Some are puzzles rather than genuine paradoxes (Zeno, ravens, grue, hanging, dilemma); some (Sorites) have suggested resolutions that require non-classical logic (3-valued; fuzzy; supervaluation).

The liar paradox (and other semantic paradoxes) and set-theoretic paradoxes are sometimes classed together, both involving self-reference, but some logicians think there are principled differences between them.

The liar paradox (‘All Cretans are liars’, said by a Cretan) is my favourite because it very old, simple to grasp, and (in my view) has no solution other than accepting that there are true contradictions.

A simple formulation is the statement ‘This sentence is false’.

Is it true or false?

If it is true, then what it says is correct. Hence it is false.

If, on the other hand, it is false, then what it says is incorrect. Hence it is not false, it is true.

So, if it’s true, it’s false, and if it’s false it’s true. Either way we have a contradiction.

Suggested solutions include:

1. Just ban self-referential sentences and say that comment about a sentence must be in a higher-level metalanguage. This is akin to Russell’s Theory of Types ‘solution’ to the set-of-sets-which-are-not-members-of-themself paradox. It seems to dodge the issue. In any case you can avoid the self-referring sentence by the following amendment:

* The sentence below is true.
* The sentence above is false.

2. Abandon true/false bivalence, admit a third truth value of neither-true-nor-false, or both-true-and-false, or a null value (truth gap).

3. Accept that there is a genuine contradiction. The sentence IS true, and the sentence IS not-true (not some new category embracing both, but a full-blooded contradiction) and the world therefore contains true contradictions.

My preference is for 3. Some people go wild at this, suggesting that if we accept a single contradiction, then ANYTHING can be proved (the ‘explosion’ problem). I don’t think this is so, but wont go into why. Those interested should read Graham Priest ‘In Contradiction’ 2nd ed OUP 2006.

Hegel, incidentally held that there are true contradictions, but based this on acceptance of Kant’s antinomies (which are fallacious) and on arguments of his own which are incomprehensible (to me at any rate). However, I think he was right.

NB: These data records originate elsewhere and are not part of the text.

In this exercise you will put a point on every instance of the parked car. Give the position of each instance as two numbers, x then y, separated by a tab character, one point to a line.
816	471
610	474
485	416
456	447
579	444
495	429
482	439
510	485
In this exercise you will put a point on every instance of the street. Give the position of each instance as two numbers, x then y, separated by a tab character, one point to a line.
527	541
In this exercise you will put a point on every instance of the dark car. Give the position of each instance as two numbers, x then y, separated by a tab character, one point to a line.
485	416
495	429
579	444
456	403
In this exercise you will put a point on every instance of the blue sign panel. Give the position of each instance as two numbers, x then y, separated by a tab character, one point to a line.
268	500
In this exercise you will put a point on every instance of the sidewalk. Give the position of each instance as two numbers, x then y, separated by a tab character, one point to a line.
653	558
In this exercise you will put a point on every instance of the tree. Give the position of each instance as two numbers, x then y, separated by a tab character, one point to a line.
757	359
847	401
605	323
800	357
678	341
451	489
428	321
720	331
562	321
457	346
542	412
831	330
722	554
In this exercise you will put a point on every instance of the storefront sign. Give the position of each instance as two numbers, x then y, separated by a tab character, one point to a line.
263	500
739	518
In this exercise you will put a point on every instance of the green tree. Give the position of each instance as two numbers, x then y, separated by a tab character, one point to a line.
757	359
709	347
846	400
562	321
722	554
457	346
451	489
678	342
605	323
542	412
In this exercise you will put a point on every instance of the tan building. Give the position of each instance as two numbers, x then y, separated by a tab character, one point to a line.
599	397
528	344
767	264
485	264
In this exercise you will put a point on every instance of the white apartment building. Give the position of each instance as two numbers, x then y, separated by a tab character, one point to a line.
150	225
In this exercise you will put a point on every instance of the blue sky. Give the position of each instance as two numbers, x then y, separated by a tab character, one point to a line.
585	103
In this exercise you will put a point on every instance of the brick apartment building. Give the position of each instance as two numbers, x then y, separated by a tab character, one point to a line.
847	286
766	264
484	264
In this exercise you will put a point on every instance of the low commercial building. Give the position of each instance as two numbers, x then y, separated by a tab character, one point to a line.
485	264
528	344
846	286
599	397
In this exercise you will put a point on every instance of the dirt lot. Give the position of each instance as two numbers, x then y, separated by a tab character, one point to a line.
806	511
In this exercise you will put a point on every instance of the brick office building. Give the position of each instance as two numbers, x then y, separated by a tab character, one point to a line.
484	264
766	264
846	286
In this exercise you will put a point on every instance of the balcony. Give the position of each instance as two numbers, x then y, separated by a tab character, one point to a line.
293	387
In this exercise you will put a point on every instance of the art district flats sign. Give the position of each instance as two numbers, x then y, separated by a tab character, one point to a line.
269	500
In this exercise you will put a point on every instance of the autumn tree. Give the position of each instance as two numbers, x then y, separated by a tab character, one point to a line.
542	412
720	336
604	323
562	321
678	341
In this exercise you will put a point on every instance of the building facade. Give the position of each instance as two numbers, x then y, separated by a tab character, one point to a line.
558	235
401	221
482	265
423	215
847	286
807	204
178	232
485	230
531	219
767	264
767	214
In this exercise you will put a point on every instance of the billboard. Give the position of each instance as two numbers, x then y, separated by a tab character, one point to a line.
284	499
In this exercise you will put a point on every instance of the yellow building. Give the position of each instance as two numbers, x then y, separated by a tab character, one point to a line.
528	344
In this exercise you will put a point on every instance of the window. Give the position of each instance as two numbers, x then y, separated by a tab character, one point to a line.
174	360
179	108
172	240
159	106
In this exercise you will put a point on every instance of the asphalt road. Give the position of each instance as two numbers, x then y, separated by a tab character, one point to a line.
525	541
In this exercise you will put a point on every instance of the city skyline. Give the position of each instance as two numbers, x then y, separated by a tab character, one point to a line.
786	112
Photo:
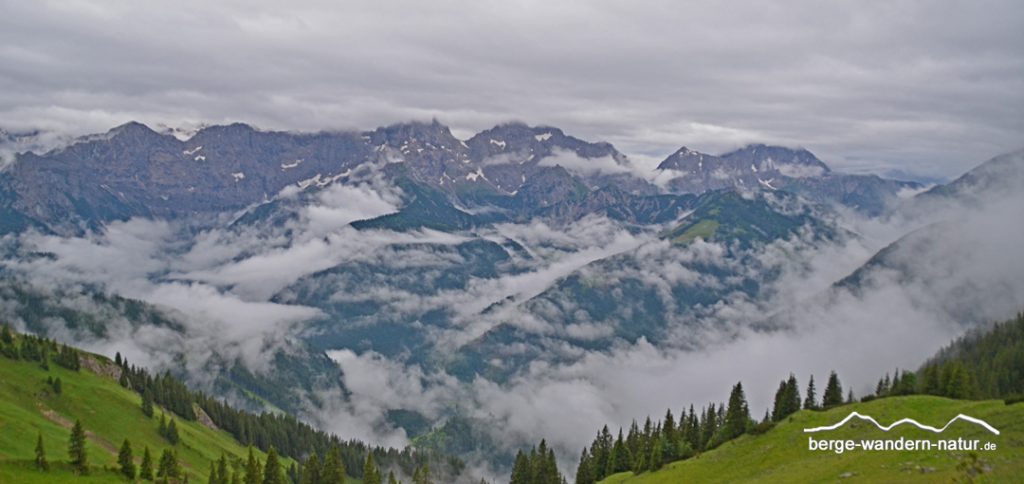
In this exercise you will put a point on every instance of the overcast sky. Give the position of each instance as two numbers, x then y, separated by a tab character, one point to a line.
929	87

Logic containing true contradictions is called dialetheic logic or paraconsistent logic, and its proponents say that dialetheic logic is to classical logic as Einstein’s theory of gravity is to Newton’s – both get it right in ordinary circumstances, but the newer view is more correct and also gets it right in extreme circumstances.


Answer by Peter Jones

I have two if that’s okay. The first would be the Something-Nothing problem, the problem of which came first. I like this because it is simple and yet if we can solve it we have solved metaphysics. I also like Russell’s paradox. This is because if we can solve it we have solved the Something-Nothing problem.

In my view, however, all metaphysical paradoxes would be the same problem, (just as the two I’ve mentioned are the same problem) and so it wouldn’t really matter which is our favourite. I cannot explain this idea in an answer here since it would take too long, but it is not a novel idea. All metaphysical paradoxes take the same form and would require the same logical resolution, so which one we decide to work on would be a matter of taste. I like the two I’ve mentioned here because they are very approachable, while some are pretty fiendish and difficult to clarify.

It may be helpful to add that the Something-Nothing problem became a favourite of mine thanks to Paul Davies’ book The Mind of God. I would recommend this to anyone interested in metaphysical paradoxes.